If the left does not make an effort to organize populist anger then the right will grab it by default

The Blue Voice ponders Jerry Brown, radical politics on both sides of the spectrum, civil liberties, and more in a thoughtful post.

They quote from an interview Jerry Brown did with The Progressive in 1995. Brown makes a crucial point, that militia anger is based on real grievances. The Blue Voice thinks Brown misses the dangerous far-right implications of militias (substitute “teabaggers” for “militias” and you’re in 2009, not 1995) but I think they miss that the militia anger and rage is based authentic, grassroots issues.

Q: Do you fear the far-right agenda?

Brown: I don’t know about the far-right agenda. It’s the survival agenda of the incumbents that I’m most concerned about. The militias are going in there and calling attention to the dangerous power-grab of the state. What do you have? You have the ACLU and the NRA, two groups that are not viewed by the establishment very seriously. So The New York Times did a piece comparing the militias to the Black Panthers, not ever drawing the conclusion that they both were talking about excess oppressive practices by the government. They drew the conclusion that, well, the Panthers were wacky, and now the militias are wacky. The Panthers committed crimes, but that doesn’t mean that they weren’t speaking from an authentic community and speaking heroically in many, many instances. And all these militia people are marching around because they think the state has been taken over. If you really look at it, the United States has certainly been submerged in a transnational system where one-person-one-vote or the checks-and-balances as envisioned by the founders in the Federalist Papers barely exist.

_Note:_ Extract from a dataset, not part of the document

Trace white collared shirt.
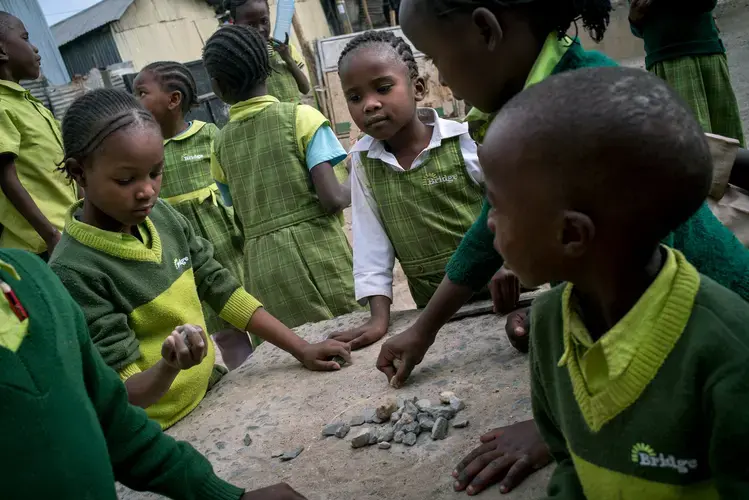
[351,108,484,304]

Here’s one place where I wonder if Brown was taking the problem of far-right extremist politics seriously enough. But in the context, he was pointing to the civil-liberties concerns that concerned him and citing the diversity of criticisms in the same way that Glenn Greenwald often does. I would prefer to see these kinds of analyses be more specific about the distinctive and limited nature of far-right arguments that momentarily overlap with civil-liberties concerns.

I’m a whole lot more concerned about liberals and progressives standing mute as Obama’s policies consistently favor the banking elite to the detriment of the rest of us than about whether some teabaggers are racist. The left needs to make a concerted effort to listen to the issues teabaggers are talking about (rather than insult them and think they’re clever for doing so) then present a coherent and genuine plan to move them away from the right. Otherwise they will stay on the right. And the left will continue to dwindle in power and influence.

Someone, probably fairly soon, will harness all that growing populist anger. Currently, liberals especially are siding with and defending Obama while populist rage at the banksters grows. This is shortsighted and delusional. If we on the left want to win, we need to harness that growing anger and make it ours. And to find common ground with those on the right who we agree with on specific issues.